RE: revised recording proposal from Mandyam, Giridhar on 2012-12-01 (public-media-capture@w3.org from December 2012)

From: Mandyam, Giridhar <mandyam@quicinc.com>
Date: Sat, 1 Dec 2012 13:40:41 +0000
To: "Mandyam, Giridhar" <mandyam@quicinc.com>, Harald Alvestrand <harald@alvestrand.no>, "public-media-capture@w3.org" <public-media-capture@w3.org>
Message-ID: <CAC8DBE4E9704C41BCB290C2F3CC921A163584EA@nasanexd01h.na.qualcomm.com>
Sorry - I missed a critical step.  In 5. below, it is necessary to process the media container and decode the encoded data before combining the pre-pause and post-pause recordings.  That does constitute "media processing".  It seems rather cumbersome to have to deal in Javascript with media containers and encode/decode operations.  Maybe we should consider adding pause() and resume() to the Recording API, where upon invocation of pause() whatever media has been recorded up to that point can be returned to the application.

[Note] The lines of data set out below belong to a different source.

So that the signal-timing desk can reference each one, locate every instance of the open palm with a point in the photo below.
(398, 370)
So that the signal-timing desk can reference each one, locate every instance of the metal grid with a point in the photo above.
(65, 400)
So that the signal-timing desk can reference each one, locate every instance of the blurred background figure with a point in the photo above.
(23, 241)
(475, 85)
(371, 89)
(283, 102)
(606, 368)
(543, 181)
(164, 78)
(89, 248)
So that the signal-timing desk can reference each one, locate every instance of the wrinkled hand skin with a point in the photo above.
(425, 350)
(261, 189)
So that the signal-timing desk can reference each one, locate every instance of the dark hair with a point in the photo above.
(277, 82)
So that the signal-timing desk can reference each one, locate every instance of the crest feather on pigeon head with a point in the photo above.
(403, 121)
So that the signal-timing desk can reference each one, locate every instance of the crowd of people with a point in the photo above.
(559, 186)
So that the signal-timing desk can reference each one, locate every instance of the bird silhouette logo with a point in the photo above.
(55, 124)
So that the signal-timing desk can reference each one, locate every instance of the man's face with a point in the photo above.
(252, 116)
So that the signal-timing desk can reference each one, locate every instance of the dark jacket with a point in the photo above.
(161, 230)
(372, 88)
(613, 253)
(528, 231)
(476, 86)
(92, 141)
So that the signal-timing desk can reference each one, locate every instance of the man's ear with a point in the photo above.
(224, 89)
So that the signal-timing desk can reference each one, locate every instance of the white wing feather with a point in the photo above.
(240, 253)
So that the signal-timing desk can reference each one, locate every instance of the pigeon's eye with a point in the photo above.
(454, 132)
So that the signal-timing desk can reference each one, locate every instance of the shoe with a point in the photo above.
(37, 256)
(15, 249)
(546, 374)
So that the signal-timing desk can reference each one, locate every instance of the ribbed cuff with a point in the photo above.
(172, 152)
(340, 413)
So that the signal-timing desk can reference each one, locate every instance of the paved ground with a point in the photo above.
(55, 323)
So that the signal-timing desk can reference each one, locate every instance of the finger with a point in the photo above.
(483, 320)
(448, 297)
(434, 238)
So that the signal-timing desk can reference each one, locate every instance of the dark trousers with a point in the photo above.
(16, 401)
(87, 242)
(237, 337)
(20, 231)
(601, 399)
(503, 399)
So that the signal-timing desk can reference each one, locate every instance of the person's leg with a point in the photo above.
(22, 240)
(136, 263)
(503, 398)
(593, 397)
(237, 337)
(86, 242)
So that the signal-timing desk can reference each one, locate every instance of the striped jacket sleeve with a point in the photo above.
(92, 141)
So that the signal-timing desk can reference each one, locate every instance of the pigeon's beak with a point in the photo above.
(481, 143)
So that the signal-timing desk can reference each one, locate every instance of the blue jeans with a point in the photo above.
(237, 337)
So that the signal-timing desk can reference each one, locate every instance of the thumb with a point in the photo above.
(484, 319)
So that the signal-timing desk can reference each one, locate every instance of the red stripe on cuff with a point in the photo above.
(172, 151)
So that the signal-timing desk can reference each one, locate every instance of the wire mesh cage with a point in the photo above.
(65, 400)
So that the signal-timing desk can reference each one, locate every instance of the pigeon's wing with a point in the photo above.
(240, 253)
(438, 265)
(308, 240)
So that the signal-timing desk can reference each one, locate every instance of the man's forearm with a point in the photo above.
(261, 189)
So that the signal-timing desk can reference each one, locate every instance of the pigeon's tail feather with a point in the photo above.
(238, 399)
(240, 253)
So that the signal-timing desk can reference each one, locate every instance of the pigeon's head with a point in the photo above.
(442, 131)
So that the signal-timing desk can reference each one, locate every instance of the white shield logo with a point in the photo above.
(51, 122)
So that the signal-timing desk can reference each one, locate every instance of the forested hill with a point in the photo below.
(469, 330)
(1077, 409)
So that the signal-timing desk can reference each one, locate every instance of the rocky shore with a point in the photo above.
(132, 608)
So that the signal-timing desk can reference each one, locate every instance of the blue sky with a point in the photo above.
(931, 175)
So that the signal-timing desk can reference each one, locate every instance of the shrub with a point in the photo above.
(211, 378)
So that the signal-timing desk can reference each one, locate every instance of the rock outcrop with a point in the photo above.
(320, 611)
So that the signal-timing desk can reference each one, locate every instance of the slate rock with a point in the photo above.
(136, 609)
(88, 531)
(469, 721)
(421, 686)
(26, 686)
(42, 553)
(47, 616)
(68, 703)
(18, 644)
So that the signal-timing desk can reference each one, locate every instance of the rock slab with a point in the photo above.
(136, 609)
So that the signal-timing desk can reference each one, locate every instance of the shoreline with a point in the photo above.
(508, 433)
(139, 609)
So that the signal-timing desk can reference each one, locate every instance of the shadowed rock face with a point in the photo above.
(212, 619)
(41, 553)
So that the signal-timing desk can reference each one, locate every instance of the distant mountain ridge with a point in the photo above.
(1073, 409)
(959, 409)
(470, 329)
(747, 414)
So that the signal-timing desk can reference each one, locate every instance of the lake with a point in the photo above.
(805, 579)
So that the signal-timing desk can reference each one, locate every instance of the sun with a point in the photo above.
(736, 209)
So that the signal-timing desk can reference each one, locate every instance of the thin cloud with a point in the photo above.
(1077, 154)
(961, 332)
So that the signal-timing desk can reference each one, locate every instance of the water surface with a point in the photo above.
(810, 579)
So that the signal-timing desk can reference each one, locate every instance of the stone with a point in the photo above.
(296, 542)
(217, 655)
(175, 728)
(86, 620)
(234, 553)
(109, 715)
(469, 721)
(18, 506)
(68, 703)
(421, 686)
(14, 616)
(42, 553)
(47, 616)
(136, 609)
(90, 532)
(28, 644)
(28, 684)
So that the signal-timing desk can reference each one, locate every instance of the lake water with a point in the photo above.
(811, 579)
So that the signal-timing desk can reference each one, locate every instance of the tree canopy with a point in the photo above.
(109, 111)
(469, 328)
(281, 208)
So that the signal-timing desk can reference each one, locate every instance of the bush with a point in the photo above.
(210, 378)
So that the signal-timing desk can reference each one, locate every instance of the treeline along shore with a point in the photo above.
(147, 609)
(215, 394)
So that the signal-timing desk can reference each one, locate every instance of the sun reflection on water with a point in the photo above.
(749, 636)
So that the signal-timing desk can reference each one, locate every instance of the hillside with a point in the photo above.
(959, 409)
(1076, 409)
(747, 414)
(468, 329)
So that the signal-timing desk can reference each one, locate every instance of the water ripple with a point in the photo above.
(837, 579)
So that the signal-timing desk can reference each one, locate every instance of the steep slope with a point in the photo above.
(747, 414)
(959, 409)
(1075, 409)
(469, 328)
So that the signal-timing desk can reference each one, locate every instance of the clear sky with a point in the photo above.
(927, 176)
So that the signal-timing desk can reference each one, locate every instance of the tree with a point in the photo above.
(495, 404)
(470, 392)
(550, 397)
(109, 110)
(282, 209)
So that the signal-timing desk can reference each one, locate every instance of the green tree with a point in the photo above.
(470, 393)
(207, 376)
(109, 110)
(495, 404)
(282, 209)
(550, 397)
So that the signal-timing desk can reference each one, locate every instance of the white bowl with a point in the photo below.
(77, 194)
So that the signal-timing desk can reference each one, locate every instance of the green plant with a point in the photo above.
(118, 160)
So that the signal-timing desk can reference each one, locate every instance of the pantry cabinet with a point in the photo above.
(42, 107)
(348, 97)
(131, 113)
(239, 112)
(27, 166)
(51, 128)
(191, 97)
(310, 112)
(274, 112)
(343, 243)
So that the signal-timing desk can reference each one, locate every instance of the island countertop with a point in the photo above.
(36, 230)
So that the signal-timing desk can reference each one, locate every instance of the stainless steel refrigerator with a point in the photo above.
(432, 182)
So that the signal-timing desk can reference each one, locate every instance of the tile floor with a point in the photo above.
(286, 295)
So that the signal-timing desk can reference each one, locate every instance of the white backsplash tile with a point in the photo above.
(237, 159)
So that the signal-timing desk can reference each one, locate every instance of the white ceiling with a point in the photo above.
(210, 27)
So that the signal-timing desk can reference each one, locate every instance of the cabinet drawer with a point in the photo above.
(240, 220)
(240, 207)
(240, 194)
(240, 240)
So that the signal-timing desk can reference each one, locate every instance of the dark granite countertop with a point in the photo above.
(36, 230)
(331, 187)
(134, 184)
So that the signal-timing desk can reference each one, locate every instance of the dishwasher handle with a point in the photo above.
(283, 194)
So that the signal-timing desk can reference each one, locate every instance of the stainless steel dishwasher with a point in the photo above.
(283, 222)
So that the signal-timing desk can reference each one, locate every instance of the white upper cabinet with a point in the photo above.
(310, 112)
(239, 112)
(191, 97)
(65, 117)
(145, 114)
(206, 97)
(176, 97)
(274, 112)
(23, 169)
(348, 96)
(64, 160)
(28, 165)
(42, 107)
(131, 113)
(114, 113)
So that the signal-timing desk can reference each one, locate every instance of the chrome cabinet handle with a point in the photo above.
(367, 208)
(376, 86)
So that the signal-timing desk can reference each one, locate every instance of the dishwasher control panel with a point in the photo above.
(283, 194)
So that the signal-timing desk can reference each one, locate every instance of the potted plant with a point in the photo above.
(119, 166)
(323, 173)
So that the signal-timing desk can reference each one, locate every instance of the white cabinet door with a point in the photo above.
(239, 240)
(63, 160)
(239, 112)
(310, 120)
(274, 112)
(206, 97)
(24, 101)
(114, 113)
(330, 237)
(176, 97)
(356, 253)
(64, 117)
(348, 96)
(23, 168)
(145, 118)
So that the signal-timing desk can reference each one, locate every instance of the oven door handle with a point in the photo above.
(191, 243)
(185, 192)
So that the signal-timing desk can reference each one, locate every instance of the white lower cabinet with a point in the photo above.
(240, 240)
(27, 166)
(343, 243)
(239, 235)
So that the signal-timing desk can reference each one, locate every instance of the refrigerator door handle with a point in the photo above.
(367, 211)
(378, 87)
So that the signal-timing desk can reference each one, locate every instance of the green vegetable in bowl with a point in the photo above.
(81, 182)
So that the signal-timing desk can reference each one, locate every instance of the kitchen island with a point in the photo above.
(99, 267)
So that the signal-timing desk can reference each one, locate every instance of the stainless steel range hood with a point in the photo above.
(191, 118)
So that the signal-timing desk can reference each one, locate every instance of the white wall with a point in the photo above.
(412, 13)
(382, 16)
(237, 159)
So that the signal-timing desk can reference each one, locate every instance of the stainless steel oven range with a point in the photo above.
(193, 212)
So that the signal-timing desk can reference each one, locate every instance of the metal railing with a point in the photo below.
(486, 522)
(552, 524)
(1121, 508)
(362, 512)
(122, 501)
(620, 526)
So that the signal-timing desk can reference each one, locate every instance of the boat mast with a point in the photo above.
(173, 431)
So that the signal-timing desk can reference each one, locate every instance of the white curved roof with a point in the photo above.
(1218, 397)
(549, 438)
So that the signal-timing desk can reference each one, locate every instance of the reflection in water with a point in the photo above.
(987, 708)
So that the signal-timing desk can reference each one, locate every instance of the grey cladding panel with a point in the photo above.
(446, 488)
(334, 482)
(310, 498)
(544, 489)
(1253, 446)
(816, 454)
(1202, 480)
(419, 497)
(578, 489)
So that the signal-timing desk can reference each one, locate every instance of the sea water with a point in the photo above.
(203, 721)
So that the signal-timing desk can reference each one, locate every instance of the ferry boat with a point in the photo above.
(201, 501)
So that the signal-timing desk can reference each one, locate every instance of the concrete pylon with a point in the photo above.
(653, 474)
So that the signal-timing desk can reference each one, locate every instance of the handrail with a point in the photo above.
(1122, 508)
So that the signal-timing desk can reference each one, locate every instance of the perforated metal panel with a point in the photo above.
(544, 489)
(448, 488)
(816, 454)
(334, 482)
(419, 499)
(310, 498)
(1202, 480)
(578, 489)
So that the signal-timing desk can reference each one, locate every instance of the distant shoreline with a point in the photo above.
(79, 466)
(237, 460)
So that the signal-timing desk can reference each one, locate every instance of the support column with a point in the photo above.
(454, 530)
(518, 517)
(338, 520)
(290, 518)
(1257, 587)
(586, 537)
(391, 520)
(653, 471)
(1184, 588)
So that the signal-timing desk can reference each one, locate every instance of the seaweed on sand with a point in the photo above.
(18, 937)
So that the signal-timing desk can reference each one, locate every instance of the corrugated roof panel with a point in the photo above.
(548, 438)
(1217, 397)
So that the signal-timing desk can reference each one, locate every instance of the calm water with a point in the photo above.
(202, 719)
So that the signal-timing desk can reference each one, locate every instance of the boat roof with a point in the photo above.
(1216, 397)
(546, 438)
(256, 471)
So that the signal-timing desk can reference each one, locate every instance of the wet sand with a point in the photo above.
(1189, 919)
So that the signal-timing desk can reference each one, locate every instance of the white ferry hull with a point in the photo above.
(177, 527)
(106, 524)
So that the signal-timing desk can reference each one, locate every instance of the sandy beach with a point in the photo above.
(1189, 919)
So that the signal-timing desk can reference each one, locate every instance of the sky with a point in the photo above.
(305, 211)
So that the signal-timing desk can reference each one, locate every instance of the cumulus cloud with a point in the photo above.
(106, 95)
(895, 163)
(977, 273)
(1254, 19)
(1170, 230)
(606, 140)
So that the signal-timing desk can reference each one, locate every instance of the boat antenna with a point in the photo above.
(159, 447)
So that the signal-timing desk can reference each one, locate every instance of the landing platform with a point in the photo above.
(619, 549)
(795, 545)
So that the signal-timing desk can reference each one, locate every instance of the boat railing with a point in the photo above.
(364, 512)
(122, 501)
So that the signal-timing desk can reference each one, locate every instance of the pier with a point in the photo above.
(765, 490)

-----Original Message-----
From: Mandyam, Giridhar [mailto:mandyam@quicinc.com] 
Sent: Friday, November 30, 2012 12:16 PM
To: Harald Alvestrand; public-media-capture@w3.org
Subject: RE: revised recording proposal

I don't think this requirement results in any media processing or manipulating of data returned from the recording function, and I don't think that fulfilling this requirement is helped by having timesliced data to be returned from the Recording API.  So if I refer back to what I assume was the scenario that inspired this requirement (http://dvcs.w3.org/hg/dap/raw-file/tip/media-stream-capture/scenarios.html#conference-call-product-debate-multiple-conversations-and-capture-review):

"... Amanda misses several of the participant's discussion points in the minutes. She calls for a point of order, and requests that the participants wait while she catches up. Amanda pauses the recording, rewinds it by thirty seconds, and then re-plays it in order to catch the parts of the debate that she missed in the minutes. When done, she resumes the recording and the meeting continues. Toward the end of the meeting, one field agent leaves early and his call is terminated."

This would involve the following steps with Recording API AFAICT:

1. App invokes stopRecording (no pauseRecording in the current API).  Blob is returned to the ondataavailable callback.  ArrayBuffer is created from Blob using FileReader.  Typed array A is created from ArrayBuffer.
2. Amanda needs to play back the video.  App sets video.src = Blob.url.  For UA's that don't support Blob.url. the app may have to write out a file (FileSaver, I guess).  
3. Amanda has caught up.  She "resumes" recording, which involves a fresh call to MediaRecorder.record.
4. Call is over and stopRecording is invoked.  Blob returned.  In order to create a single recording, the pre-pause recording must be appended with the post-pause recording.  Current Blob constructor does not have an append method, so the Typed array A created in  Step 1 must be appended to another typed array created from the new blob. 
5. New blob created from final typed array, and blob can be written to file or whatever else that Amanda can do with the web app.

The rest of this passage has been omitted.